EXPLAIN SELECT * FROM test WHERE data->>name LIKE '%aaa%' ORDER BY random() LIMIT 30;
                                QUERY PLAN                                
--------------------------------------------------------------------------
 Limit  (cost=34464.38..34464.45 rows=30 width=116)
   ->  Sort  (cost=34464.38..34564.38 rows=40000 width=116)
         Sort Key: (random())
         ->  Seq Scan on test  (cost=0.00..33283.00 rows=40000 width=116)
               Filter: ((data ->> (name)::text) ~~ '%aaa%'::text)

after creating index

CREATE INDEX test_name ON test(name);
CREATE INDEX test_age on test(age);



EXPLAIN SELECT * FROM test ORDER BY random() LIMIT 30;
                                 QUERY PLAN                                 
----------------------------------------------------------------------------
 Limit  (cost=60217.45..60217.53 rows=30 width=116)
   ->  Sort  (cost=60217.45..62717.45 rows=1000000 width=116)
         Sort Key: (random())
         ->  Seq Scan on test  (cost=0.00..30683.00 rows=1000000 width=116)



EXPLAIN SELECT * FROM test WHERE age < 0.5 ORDER BY random() LIMIT 30;
                                QUERY PLAN                                 
---------------------------------------------------------------------------
 Limit  (cost=43861.14..43861.22 rows=30 width=116)
   ->  Sort  (cost=43861.14..44694.47 rows=333333 width=116)
         Sort Key: (random())
         ->  Seq Scan on test  (cost=0.00..34016.33 rows=333333 width=116)
               Filter: ((age)::numeric < 0.5)



EXPLAIN SELECT * FROM test WHERE name LIKE '%aaa%' ORDER BY random() LIMIT 30;
                                QUERY PLAN                                
--------------------------------------------------------------------------
 Limit  (cost=31006.58..31006.66 rows=30 width=116)
   ->  Sort  (cost=31006.58..31031.83 rows=10101 width=116)
         Sort Key: (random())
         ->  Seq Scan on test  (cost=0.00..30708.25 rows=10101 width=116)
               Filter: ((name)::text ~~ '%aaa%'::text)

why the index has no effect here?

Erwin Brandstetter · Accepted Answer · 2023-08-01T16:51:40.357

1. Table definition

Better:

CREATE TABLE test(
  test_id serial PRIMARY KEY,
  age INT,
  name text,
  data JSONB
);

Due to alignment requirements of the types integer and varchar / text it's better to put the two int columns first and together.
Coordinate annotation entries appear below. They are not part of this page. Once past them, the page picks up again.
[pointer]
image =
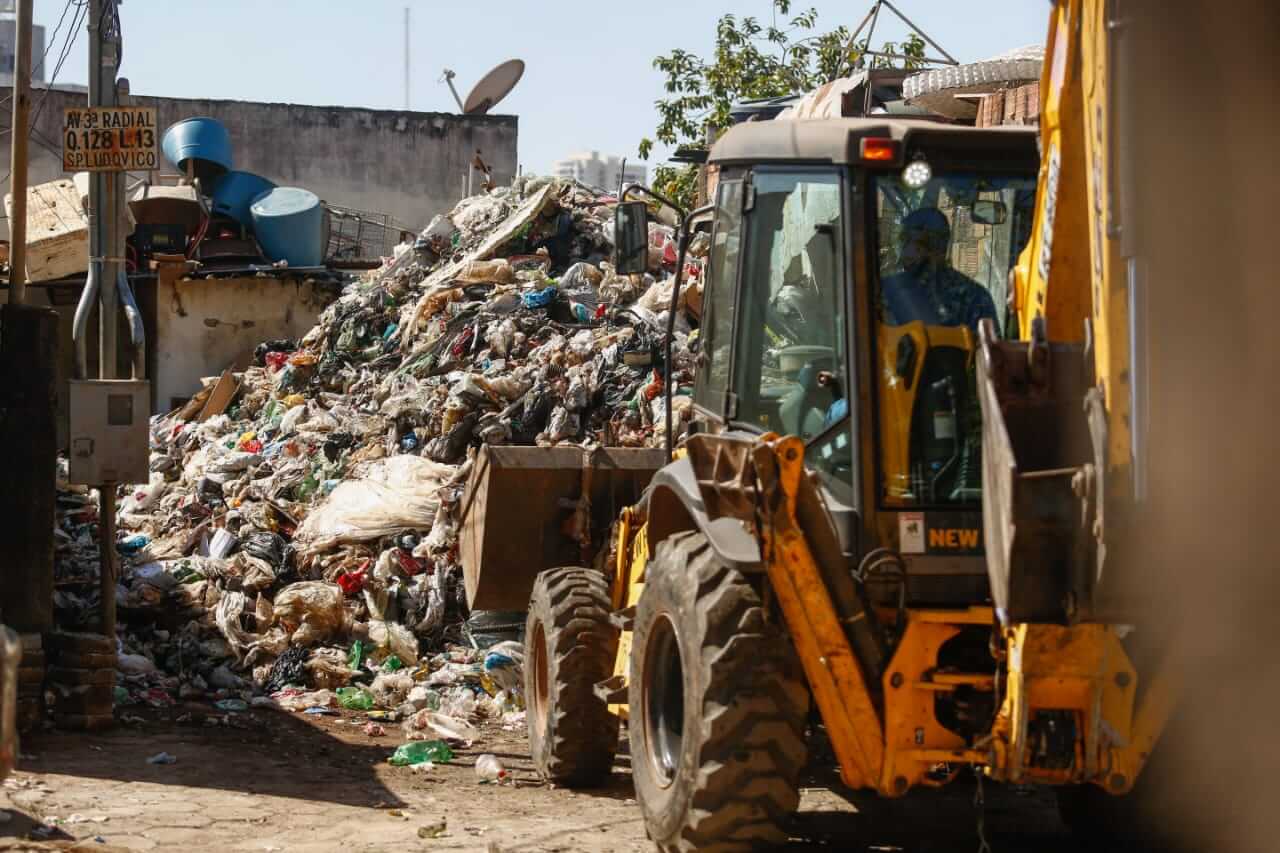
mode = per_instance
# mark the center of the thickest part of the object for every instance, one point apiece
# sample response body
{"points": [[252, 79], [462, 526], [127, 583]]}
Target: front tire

More:

Configuring PostgreSQL for read performance

Also, "age" is a dubious column to begin with. Normally it's better to store a "birthday" or "creation_date" as absolute information, while "age" is rotting quickly.

2. Test data

INSERT INTO test(name,age,data) 
SELECT name, age, row_to_json(sub)::jsonb
FROM  (
   SELECT md5(g::text) AS name, (random() * 100)::int AS age
   FROM   generate_series(1,1000000) g
   ) sub;

row_to_json() is much more elegant than building the string by hand.
If you cast random() to integer, you get 0 or 1. Largely useless data for any kind of test. In particular, indexes are useless with just two distinct common values. Multiplying by 100 to get something halfway useful.

3. Why are indexes not used?

Your btree index:

CREATE INDEX test_name ON test(name);

is useless for LIKE queries that are not left-anchored (name LIKE '%aaa%'). Details here:

Your btree index:

CREATE INDEX test_age on test(age);

was useless, since you only had 0 and 1 in your column age, and an idex is typically only used if a small portion (~ below 5 %, it depends) of the table is expected to qualify. Try again with more realistic data.

4. Test method

EXPLAIN only shows query plans. To get actual performance use EXPLAIN ANALYZE or, for most accurate total times: EXPLAIN ( ANALYZE, TIMING OFF).

General advice

Columns with scalar values are generally much smaller and faster in every respect than document types like jsonb. jsonb (pg 9.4) has received major improvements over json, but this is still true. Queries with predicates on values inside a JSON object are slower than predicates on scalar columns. With optimized (functional) indexes, jsonb can get close, but it will never be as fast.